Two wars, one laced with religious and ethnic overtones.

A presidential campaign with one of the leading candidates facing criminal charges brought by the administration of his expected opponent.

The president’s son faces criminal charges, too, and Congress is investigating whether the son’s alleged misdeeds can be traced to the father.

Conspiracy theories. Climate change. Mass shootings. Social media.

Our global blood pressure is rising, and it’s bringing out the worst in us. Antisemitism is on the rise. Researchers have observed increased hate speech online. Political discourse remains as nasty as ever.

And, as always happens in times like this, political leaders have started to ponder a crackdown. Congress, for example, recently hauled in several university officials to ask them what they’re doing to stem a rise in hate speech on campuses nationwide.

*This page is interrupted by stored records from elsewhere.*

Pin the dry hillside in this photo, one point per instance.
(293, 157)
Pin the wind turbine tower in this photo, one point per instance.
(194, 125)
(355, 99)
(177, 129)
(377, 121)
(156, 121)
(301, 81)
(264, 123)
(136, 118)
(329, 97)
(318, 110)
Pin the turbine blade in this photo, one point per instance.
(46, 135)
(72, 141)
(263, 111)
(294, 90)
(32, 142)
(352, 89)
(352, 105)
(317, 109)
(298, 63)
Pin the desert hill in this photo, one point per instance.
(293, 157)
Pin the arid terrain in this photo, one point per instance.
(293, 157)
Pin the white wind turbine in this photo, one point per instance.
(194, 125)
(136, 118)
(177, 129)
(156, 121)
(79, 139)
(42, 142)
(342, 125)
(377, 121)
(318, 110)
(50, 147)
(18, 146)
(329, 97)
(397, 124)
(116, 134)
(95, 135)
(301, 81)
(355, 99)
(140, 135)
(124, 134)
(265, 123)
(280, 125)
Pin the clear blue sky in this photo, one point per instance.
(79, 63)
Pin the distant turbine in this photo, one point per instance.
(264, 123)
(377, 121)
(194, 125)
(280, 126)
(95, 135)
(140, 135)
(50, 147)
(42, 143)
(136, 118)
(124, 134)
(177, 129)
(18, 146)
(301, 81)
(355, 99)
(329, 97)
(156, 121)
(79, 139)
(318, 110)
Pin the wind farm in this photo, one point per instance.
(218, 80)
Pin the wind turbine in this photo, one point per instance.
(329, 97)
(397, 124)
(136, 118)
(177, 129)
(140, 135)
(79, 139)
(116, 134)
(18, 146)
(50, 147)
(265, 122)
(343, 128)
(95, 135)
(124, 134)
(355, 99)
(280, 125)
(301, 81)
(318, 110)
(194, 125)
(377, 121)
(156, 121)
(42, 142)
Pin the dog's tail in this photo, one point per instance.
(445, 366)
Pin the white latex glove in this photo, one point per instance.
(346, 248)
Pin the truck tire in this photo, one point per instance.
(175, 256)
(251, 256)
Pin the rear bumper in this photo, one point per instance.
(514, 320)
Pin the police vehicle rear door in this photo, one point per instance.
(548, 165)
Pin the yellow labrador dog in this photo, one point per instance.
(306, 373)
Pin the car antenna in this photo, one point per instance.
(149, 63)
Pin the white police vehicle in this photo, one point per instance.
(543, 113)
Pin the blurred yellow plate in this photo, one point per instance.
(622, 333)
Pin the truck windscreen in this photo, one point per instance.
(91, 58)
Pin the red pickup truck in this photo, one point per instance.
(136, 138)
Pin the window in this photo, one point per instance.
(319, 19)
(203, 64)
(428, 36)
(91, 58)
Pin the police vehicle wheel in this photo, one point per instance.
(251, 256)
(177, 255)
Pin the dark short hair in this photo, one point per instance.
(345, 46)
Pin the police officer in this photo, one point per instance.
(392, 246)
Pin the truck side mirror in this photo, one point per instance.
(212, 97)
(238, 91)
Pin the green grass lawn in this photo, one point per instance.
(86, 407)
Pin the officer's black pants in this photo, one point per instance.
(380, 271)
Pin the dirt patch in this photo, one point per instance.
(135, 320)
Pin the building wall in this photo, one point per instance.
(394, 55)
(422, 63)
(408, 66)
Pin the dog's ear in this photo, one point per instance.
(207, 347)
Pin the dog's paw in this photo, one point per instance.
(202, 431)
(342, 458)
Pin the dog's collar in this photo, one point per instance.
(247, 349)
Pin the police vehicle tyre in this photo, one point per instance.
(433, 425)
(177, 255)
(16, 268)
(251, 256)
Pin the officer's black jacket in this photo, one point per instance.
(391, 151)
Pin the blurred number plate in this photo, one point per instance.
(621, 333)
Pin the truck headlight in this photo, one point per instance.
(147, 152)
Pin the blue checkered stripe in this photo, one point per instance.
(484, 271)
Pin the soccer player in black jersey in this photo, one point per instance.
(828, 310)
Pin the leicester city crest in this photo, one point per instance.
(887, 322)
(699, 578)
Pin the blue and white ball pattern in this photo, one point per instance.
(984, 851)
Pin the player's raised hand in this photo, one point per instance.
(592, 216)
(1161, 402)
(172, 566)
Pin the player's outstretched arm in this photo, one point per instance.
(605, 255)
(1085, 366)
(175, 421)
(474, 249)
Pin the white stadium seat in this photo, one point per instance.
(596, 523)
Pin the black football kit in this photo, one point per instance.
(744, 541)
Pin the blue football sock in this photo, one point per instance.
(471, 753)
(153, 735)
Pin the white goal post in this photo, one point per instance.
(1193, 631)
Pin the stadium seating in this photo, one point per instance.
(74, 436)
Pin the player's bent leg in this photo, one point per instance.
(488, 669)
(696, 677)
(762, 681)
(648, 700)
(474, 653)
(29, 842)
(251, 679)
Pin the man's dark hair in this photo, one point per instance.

“I am worried,” Eugene Volokh, a free speech expert and law professor at the University of California at Los Angeles, told Politico Magazine for a recent story. “I think to the extent that people do conclude, ‘Yes, this speech is beyond the pale, we have to suppress this kind of speech,’ and that it’s legitimate for the government to suppress this kind of speech … I think it would be very dangerous.”

Dangerous, indeed.

The government has no business deciding what speech should look like online or anywhere else.

That’s a power only you, the public, has to exercise.

And you, the public, have a duty to exercise that power.

The government has a role to play, refereeing the clear lines between protected speech and violence, protected speech and property damage or vandalism, protected speech and threats, protected speech and harassment. When ideas become actions, the government can and should step in to protect its people.

But the government — and that includes the governments of public universities or even public K-12 schools — doesn’t get to tell people what they can and can’t say, no matter how vile and reprehensible their statements might be.

The First Amendment forbids it.

The political pendulum swings unceasingly. If we allow today’s government to prohibit hate speech, tomorrow’s government may prohibit political speech, or religious speech, or scientific speech.

Always remember: If the government can do it to them, it can do it to you, so only give the government as much power as you’re willing to be crushed by.

Instead, it’s up to each of us to use the power of our speech to stand for the oppressed and the victims of hate, to oppose evil and demagoguery, to unite our brothers and sisters against racism, sexism, homophobia, xenophobia and the like.

If the peddlers of prejudice speak, we need to speak, too, even if — nay, especially if — that hate’s not directed at us or our people. As Ben Franklin said, “justice will not be served until those who are unaffected are as outraged as those who are.”

What should universities do to stop antisemitism on their campuses?

If someone draws a swastika on a dorm room door, that is harassment (and vandalism) and should be dealt with. If a student tells another student they’re going to kill him or her, that is a threat and the university should address it. If a student attacks another student, the attacking student should face punishment.

However, if a group of students rally in support of Hamas or a student posts an antisemitic screed online, the most powerful thing a university can do — and the only thing the university should do — is make room for voices of peace and understanding to speak louder than the hate.

Barring hateful speech from campus or punishing students who speak it does nothing to kill the ideas behind the speech. Quite the contrary. Such actions only push the ideas underground, where they fester like a deep boil and grow angry under what they view as the oppressive thumb of the government.

But if those hateful ideas are drowned out by voices of love, if we show those hateful thinkers they have no support, they will wither alone like a plant starved of water.

Hateful rhetoric should not be snuffed out by the heavy hand of the government.

Rather, it should die of hypoxia, losing oxygen as it’s crowded out by the rhetoric of peace, compassion, and understanding.